Minor Inconvenience. In New York City, the strikebound 10% were advised to use police boxes in a pinch. In Chicago, big businesses with perishable out-of-town orders put most long distance calls in the emergency (fire, flood, death) or urgent business category, got cut off occasionally when they started a supposedly desperate call with a windy "How's the weather out there?" Chicago suburbanites had their crises too. James Ruzek, who lives in dialless Berwyn, works in a struck plant in dialless Cicero, and has a worrying wife, sent his pet carrier pigeon flying home daily with a message: "Entered plant O.K. Don't worry. Jim."

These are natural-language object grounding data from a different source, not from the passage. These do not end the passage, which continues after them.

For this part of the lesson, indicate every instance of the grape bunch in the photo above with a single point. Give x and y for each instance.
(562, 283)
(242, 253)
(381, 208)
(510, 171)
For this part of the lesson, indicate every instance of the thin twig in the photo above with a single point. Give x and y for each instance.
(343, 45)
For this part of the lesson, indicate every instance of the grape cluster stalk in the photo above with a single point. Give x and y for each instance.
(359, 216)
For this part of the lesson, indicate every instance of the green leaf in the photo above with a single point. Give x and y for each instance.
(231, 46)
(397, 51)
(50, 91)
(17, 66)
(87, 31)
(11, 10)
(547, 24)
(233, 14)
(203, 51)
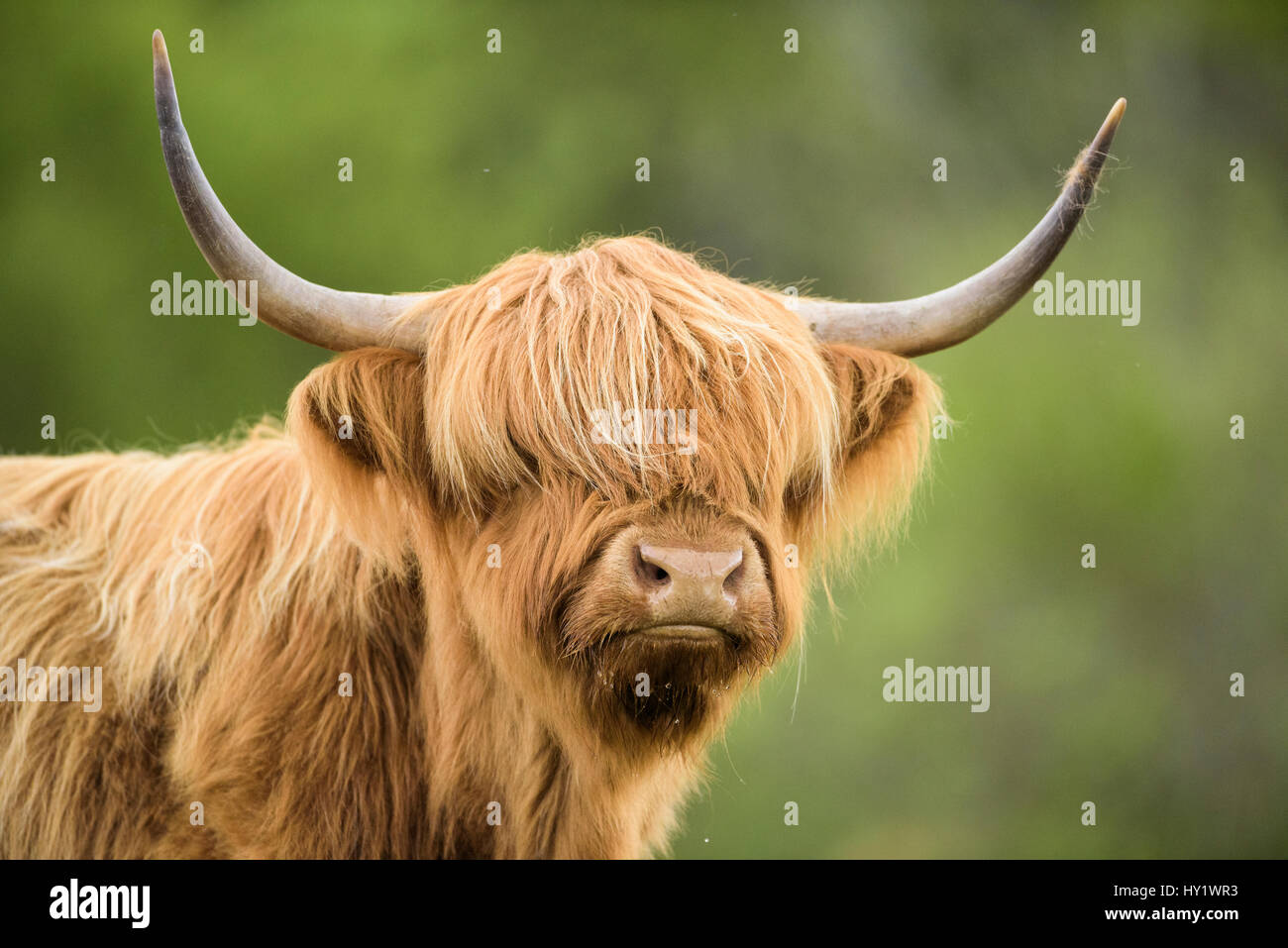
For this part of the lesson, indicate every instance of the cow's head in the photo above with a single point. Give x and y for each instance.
(619, 468)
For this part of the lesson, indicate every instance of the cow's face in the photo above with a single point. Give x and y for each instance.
(630, 463)
(619, 464)
(626, 467)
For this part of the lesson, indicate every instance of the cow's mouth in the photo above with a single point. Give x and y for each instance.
(686, 633)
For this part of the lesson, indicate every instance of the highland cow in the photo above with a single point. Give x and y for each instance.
(439, 612)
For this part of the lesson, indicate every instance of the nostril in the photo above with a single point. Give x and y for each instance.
(649, 574)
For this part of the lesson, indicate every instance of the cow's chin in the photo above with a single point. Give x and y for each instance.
(670, 685)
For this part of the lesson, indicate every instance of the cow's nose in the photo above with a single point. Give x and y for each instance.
(683, 579)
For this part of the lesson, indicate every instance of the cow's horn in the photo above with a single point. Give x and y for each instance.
(331, 318)
(928, 324)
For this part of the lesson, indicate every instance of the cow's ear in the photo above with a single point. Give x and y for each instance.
(880, 395)
(364, 411)
(885, 406)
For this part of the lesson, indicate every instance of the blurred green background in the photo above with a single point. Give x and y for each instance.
(1108, 685)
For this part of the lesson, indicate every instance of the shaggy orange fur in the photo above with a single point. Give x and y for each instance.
(449, 557)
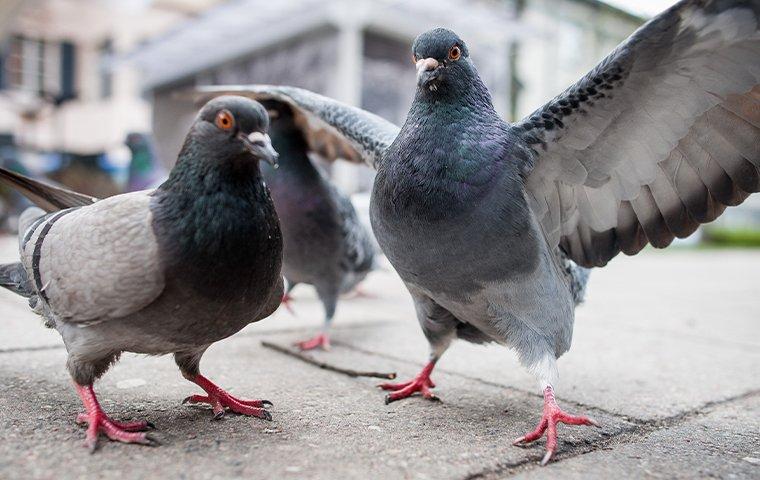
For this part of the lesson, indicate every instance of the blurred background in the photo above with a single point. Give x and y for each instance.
(88, 88)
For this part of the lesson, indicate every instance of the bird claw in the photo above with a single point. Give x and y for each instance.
(548, 456)
(552, 416)
(320, 341)
(222, 401)
(125, 432)
(420, 384)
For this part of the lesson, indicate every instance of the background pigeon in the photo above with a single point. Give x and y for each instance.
(152, 271)
(487, 221)
(324, 243)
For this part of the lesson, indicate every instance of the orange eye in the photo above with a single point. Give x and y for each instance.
(455, 52)
(225, 120)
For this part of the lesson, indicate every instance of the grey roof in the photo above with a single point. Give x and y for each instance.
(240, 28)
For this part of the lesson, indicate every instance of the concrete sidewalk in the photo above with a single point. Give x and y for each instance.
(666, 356)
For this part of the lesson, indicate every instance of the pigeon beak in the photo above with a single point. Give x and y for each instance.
(427, 70)
(260, 145)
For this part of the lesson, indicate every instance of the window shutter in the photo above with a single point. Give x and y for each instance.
(68, 71)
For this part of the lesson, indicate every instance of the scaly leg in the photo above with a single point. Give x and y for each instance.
(220, 400)
(98, 421)
(421, 383)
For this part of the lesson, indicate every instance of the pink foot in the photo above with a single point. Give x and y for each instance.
(286, 302)
(221, 401)
(97, 421)
(320, 341)
(551, 417)
(421, 383)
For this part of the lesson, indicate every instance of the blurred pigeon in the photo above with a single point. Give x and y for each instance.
(171, 270)
(489, 223)
(324, 243)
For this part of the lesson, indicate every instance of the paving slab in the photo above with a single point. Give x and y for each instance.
(627, 356)
(326, 425)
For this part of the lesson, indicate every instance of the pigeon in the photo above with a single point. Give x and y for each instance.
(324, 242)
(493, 225)
(170, 270)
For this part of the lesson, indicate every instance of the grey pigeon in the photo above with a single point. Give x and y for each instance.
(324, 242)
(171, 270)
(492, 225)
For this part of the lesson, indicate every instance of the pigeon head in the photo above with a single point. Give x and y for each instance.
(236, 127)
(443, 62)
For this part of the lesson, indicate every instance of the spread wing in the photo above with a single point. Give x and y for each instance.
(95, 262)
(332, 129)
(658, 138)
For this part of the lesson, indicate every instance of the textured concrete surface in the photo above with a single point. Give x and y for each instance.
(666, 357)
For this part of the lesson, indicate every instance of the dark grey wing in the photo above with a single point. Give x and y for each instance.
(658, 138)
(331, 128)
(48, 197)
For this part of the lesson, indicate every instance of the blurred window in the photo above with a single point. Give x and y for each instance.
(43, 68)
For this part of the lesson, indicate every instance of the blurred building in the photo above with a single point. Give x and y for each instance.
(64, 97)
(78, 76)
(358, 51)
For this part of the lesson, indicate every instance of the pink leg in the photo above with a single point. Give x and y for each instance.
(221, 400)
(551, 417)
(319, 341)
(98, 421)
(421, 383)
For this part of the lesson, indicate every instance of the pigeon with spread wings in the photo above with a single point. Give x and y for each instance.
(324, 242)
(492, 225)
(171, 270)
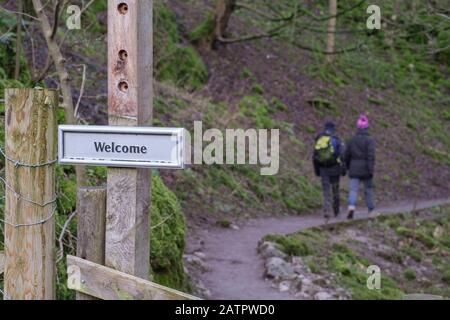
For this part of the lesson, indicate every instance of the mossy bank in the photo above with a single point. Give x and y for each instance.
(411, 251)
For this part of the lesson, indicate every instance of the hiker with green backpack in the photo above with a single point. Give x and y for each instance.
(328, 165)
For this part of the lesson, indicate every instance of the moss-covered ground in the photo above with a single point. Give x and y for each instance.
(411, 249)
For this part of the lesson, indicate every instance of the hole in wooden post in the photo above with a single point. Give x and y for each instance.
(123, 8)
(123, 55)
(123, 86)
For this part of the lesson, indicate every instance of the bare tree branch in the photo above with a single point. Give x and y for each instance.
(80, 96)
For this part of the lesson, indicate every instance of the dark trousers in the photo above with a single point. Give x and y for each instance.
(330, 188)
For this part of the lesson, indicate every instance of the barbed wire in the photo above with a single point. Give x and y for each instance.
(20, 196)
(18, 163)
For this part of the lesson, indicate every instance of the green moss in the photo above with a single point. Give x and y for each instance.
(410, 274)
(167, 237)
(258, 89)
(278, 105)
(183, 67)
(247, 74)
(203, 30)
(446, 277)
(256, 108)
(177, 64)
(414, 253)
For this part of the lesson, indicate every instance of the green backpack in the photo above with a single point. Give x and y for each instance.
(325, 152)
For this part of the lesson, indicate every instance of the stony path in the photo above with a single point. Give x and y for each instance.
(236, 270)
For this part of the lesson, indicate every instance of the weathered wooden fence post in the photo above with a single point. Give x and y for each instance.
(91, 218)
(130, 101)
(31, 147)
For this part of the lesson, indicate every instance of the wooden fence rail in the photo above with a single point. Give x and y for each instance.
(108, 284)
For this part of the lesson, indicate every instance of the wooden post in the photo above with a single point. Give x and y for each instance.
(31, 147)
(91, 219)
(130, 101)
(331, 39)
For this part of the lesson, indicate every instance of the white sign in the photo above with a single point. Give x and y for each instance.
(144, 147)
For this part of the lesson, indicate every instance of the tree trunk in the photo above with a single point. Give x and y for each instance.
(18, 39)
(331, 31)
(30, 139)
(222, 15)
(64, 78)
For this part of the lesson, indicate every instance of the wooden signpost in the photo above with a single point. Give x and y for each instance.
(113, 224)
(129, 151)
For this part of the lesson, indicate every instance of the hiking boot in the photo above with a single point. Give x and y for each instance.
(374, 213)
(351, 212)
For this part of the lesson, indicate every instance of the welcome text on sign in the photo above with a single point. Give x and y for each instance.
(117, 148)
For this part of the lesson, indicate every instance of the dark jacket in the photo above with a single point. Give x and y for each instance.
(335, 170)
(359, 155)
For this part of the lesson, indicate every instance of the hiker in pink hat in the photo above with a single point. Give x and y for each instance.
(359, 158)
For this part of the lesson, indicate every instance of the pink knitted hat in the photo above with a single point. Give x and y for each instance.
(363, 122)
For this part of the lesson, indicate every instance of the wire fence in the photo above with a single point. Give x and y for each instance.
(20, 197)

Atlanta felt no more than minor inconvenience, and teachers actually found new hope for teen-age boys and girls who were driven by the shutdown from endless nightly phone communion to homework. In Kansas City, as in most struck cities, telegraph business zoomed a staggering 50 to 80%. In flooded Michigan, hurried conferences between company and union officials quickly restored emergency service to stricken areas. Radio "hams" took over part of the disaster-message burden in the devastated wake of the Texas-Oklahoma tornado (see Disaster). Denver's harassed company officials indignantly refused to deliver "Come home to lunch" calls from relatives to telephone pickets.

And in San Francisco's Chinatown exchange, where operators answer with a cheery "Gay Daw Ho" (number please), speak many dialects and know most customers' numbers by heart, a walkout of all the regular operators caused a wonderful confusion.

Rough & Tough. But the real snafu, the place where the phone strike began to realize its ugly potential, was in New Jersey.

Twelve minutes after the 12,000 telephone operators of the New Jersey Bell Telephone Co. walked out, Governor Alfred E. Driscoll invoked a one-year-old law prohibiting strikes against public utilities, seized the company and ordered the strikers back to work. But because the law provided no penalties, the strikers, mostly women, went calmly about their picketing. Next day the legislature rammed through a penalty clause: strikers who did not return to work now could be fined $250 to $500 a day, and jailed up to 30 days for every day they stayed out. The striking unions could be fined $10,000 a day.

While strikers cried "Fascism," police arrested three female officers of one union. The women were promptly released on bail (and one got married), but the arrest was enough to start lawyers for both sides preparing a case to test the constitutionality of Governor Driscoll's rough-tough law.

At week's end, negotiations between the National Federation of Telephone Workers and the A.T. & T. were at a standstill. Government conciliators shuttled futilely between the two groups.

Management was standing firm, and it was clear that the union had not quite gained the hoped-for shock which would cause capitulation by A.T. & T. In Walla Walla, in fact, metal products manufacturer Dave Barer was rather enjoying himself. Said he: "You know, it's kinda nice not having that damn thing ringing all day long."